Sako condemned organizations that work “to facilitate the exodus of Christians”, saying that “they work to push Christians to leave their countries and they openly admit to this, presenting it as something that benefits the persecuted”. Sako is most definitely referring to our organization, amongst the other organizations, for we are working to help the exodus of Christians leaving Iraq and bring them to other lands where they would be safe. It is bishops like Sako who are the biggest obstacles and hinderances to our aspiration of bringing Christians out of the danger zone and into safe nations. Sako hasn’t seen a woman being raped; a Christian being beheaded and crucified; a Christian being chopped to pieces, and if he has, apparently it hasn’t stirred his soul to sympathy.
Sako wants to hinder the Christian exodus out of Iraq. If Sako were living amongst the Hebrew slaves he would have told Moses, ‘Do not tell the Pharaoh to free God’s people. Keep them in Egypt!’ Sako goes against God Himself Who said, “Let My people go, that they may serve Me.” (Exodus 9:1) Christians in Europe or America are more helpful to the world as opposed to being stuck in a refugee center where they are prey to thugs, rapists and pimps. A Christian who escaped persecution and is living in Europe has a voice to tell Westerners pf the reality of living under Islam; but the Christian stuck in some despotic refugee camp, what good is he? Why do these bishops prefer to keep their flock as victims? Because they are of the synagogue of Satan.

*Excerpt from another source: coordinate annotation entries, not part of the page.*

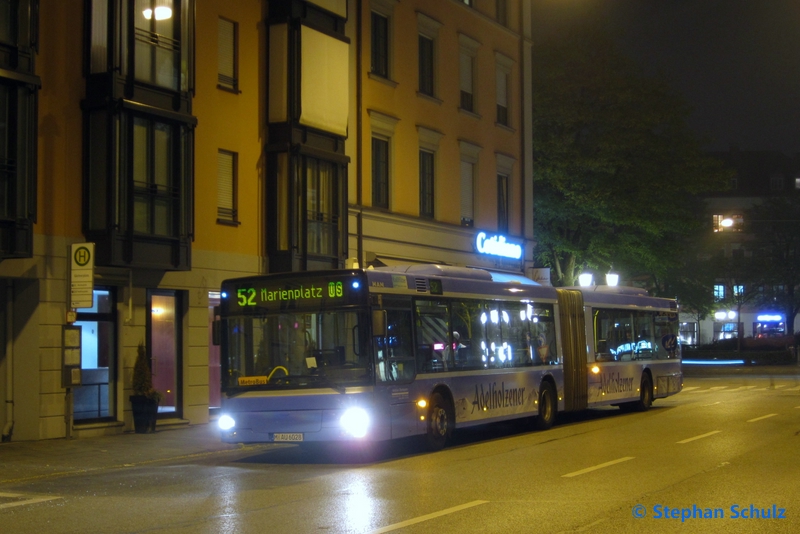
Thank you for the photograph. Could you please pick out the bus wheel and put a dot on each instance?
(440, 422)
(548, 406)
(645, 395)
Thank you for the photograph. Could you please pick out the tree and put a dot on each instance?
(774, 230)
(617, 170)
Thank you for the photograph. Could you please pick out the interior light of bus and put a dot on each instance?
(355, 421)
(226, 422)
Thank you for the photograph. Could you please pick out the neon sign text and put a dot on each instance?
(497, 246)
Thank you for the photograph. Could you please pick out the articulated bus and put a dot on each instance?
(385, 353)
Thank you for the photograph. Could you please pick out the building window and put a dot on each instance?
(227, 177)
(502, 12)
(426, 162)
(425, 65)
(467, 196)
(380, 173)
(469, 163)
(380, 45)
(228, 76)
(468, 52)
(428, 29)
(502, 97)
(158, 43)
(156, 193)
(321, 207)
(504, 65)
(502, 203)
(719, 292)
(467, 98)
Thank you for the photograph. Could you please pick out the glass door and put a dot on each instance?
(164, 347)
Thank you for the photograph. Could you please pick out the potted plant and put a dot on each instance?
(145, 399)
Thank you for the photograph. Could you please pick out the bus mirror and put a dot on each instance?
(379, 323)
(216, 328)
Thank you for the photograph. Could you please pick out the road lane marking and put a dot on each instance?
(762, 417)
(23, 499)
(596, 467)
(701, 436)
(427, 517)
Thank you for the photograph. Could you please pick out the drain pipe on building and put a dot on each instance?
(9, 426)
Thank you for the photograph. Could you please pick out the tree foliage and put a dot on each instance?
(617, 170)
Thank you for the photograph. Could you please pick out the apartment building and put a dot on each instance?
(163, 146)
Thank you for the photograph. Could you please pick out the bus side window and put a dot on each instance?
(394, 351)
(432, 336)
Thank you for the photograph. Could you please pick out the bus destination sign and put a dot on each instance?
(295, 292)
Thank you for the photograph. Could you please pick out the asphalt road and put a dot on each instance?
(705, 460)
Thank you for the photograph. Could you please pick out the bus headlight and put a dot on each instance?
(355, 422)
(226, 422)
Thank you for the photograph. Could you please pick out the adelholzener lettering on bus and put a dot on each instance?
(494, 397)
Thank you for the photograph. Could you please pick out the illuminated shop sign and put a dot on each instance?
(497, 245)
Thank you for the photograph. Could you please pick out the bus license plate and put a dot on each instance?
(287, 436)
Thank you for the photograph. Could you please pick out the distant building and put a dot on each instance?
(759, 175)
(194, 141)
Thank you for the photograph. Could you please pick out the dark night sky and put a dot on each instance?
(737, 62)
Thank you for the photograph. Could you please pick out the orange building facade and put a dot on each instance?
(189, 142)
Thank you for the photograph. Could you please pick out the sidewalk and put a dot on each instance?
(28, 460)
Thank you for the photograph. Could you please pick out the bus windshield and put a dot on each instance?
(297, 350)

These bishops of the devil insist that the Christians shouldn’t leave. If the bishops truly wanted to follow orthodoxy and the Church Fathers, it would do them well to read St. Athanasius’ Defense of fleeing. The Arians — who were heretics that rejected the divinity of Christ and the precursors of Islam — wanted to murder St. Athanasius. In multiple instances Athanasius fled from their murderous hands, at one point making an exodus to Rome where he remained under the protection of Pope Julius. St. Athanasius defended his flight in this treatise in which he provided a theological apologetic for fleeing from persecution. In it he wrote:
But Scripture itself directs us to flee: and those who persecute unto death, in attempting to violate the law, constrain us to have recourse to flight. (In Socrates, Ecclesiastical History, 3.8)
Let the bishop read of how “David arose and fled that day from before Saul” (1 Samuel 21:10); let the bishop read of how Elijah “arose and ran for his life” (1 Kings 19:3) when Jezebel wanted him dead; let the bishop read of how St. Joseph “took the young Child and His mother by night and departed for Egypt” (Matthew 2:14) when Herod wanted Christ dead; let the bishop read of how when the Jews wanted to kill Jesus “he escaped out of their hand” (John 10:39). Let the bishop read all of these stories and then say that it is wrong for the Christians to leave Iraq!
Truly these bishops are going to have to pay in the end under eternal law, for allowing their sheep to remain surrounded by wolves.